Open adriantre opened 1 year ago
Edit: Better proposal below.
Proposed changes:
class RasterDataset(GeoDataset):
def __init__(
self,
..., # existing params
filenames: Optional[List[str]] = None
) -> None:
...
# Populate the dataset index
i = 0
if not filenames:
pathname = os.path.join(root, "**", self.filename_glob)
filepaths = [filepath for filepath in glob.iglob(pathname, recursive=True)]
else:
filepaths = [os.path.join(root, filename) for filename in filenames]
for filepath in filepaths:
# continue on line 366 in the original code
and filenames should contain eventual subdirectories.
Just found the listdir-method of fiona. It does not support recursive walks but will list sub-blobs in virtual file systems.
from fiona.errors import FionaValueError
def listdir_vsi_recursive(root):
dirs = [root]
files = []
while dirs:
dir = dirs.pop()
try:
subdirs = fiona.listdir(dir)
dirs.extend([os.path.join(dir,subdir) for subdir in subdirs])
except FionaValueError:
files.append(dir)
return files
class RasterDataset(GeoDataset):
def __init__(
self,
..., # existing params
vsi: bool = False
) -> None:
...
# Populate the dataset index
i = 0
filename_regex = re.compile(self.filename_regex, re.VERBOSE)
if vsi:
filepaths = listdir_vsi_recursive(root)
else:
pathname = os.path.join(root, "**", self.filename_glob)
filepaths = [filepath for filepath in glob.iglob(pathname, recursive=True)]

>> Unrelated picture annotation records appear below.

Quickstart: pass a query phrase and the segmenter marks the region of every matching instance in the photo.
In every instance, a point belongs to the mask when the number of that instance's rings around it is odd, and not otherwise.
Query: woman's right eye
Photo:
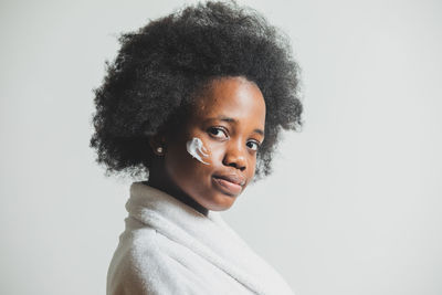
[[[212,136],[214,138],[220,138],[220,139],[227,139],[229,137],[227,131],[220,127],[210,127],[209,134],[210,134],[210,136]]]

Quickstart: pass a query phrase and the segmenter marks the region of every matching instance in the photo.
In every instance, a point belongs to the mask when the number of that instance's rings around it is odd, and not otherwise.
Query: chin
[[[238,196],[228,196],[228,194],[218,194],[211,201],[207,203],[207,209],[210,211],[225,211],[229,210],[234,201],[236,200]]]

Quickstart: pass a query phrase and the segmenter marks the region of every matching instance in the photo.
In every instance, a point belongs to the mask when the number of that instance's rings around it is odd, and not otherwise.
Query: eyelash
[[[223,137],[220,137],[220,136],[215,135],[214,133],[218,133],[218,131],[221,131],[224,136],[223,136]],[[208,133],[209,133],[209,135],[210,135],[211,137],[213,137],[213,138],[219,138],[219,139],[228,139],[228,138],[229,138],[228,131],[227,131],[225,128],[223,128],[223,127],[210,127],[210,128],[208,129]],[[255,146],[255,148],[250,147],[250,144],[253,144],[253,145]],[[246,143],[246,146],[248,146],[250,149],[252,149],[253,151],[257,151],[257,150],[260,149],[260,147],[261,147],[261,143],[259,143],[257,140],[249,140],[249,141]]]

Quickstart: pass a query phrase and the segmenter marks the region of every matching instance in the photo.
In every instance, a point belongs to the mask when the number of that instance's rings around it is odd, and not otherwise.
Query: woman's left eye
[[[257,141],[251,140],[248,141],[248,147],[252,150],[257,150],[260,148],[260,144]]]
[[[209,134],[214,138],[221,138],[221,139],[228,138],[227,131],[220,127],[210,127]]]

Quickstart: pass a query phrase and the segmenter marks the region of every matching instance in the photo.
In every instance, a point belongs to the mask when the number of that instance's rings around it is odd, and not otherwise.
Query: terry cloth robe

for filepath in filepaths:
# continue on line 366 in the original code
Note that we technically support this in 0.5.0, although the user has to manually pass in a list of files.
https://github.com/microsoft/torchgeo/blob/9e57f278188ca36348ce8d5c30d5ae2acb19107c/torchgeo/datasets/geo.py#L363-L367
GDAL virtual file systems such as reading directly from Google Buckets (
/vsigs/
) are natively supported by rasterio (through gdal).The glob-matching (source code linked above) is the only thing stopping this currently.
What do you think the best way is to do this? My initial guess is that supporting the glob-matching for all the different file systems would take some effort.
The quickest fix (for me at least) would be to add an optional parameter
filenames:List
that is iterated, and the (already existing) try/except would handle if the filename is wrong.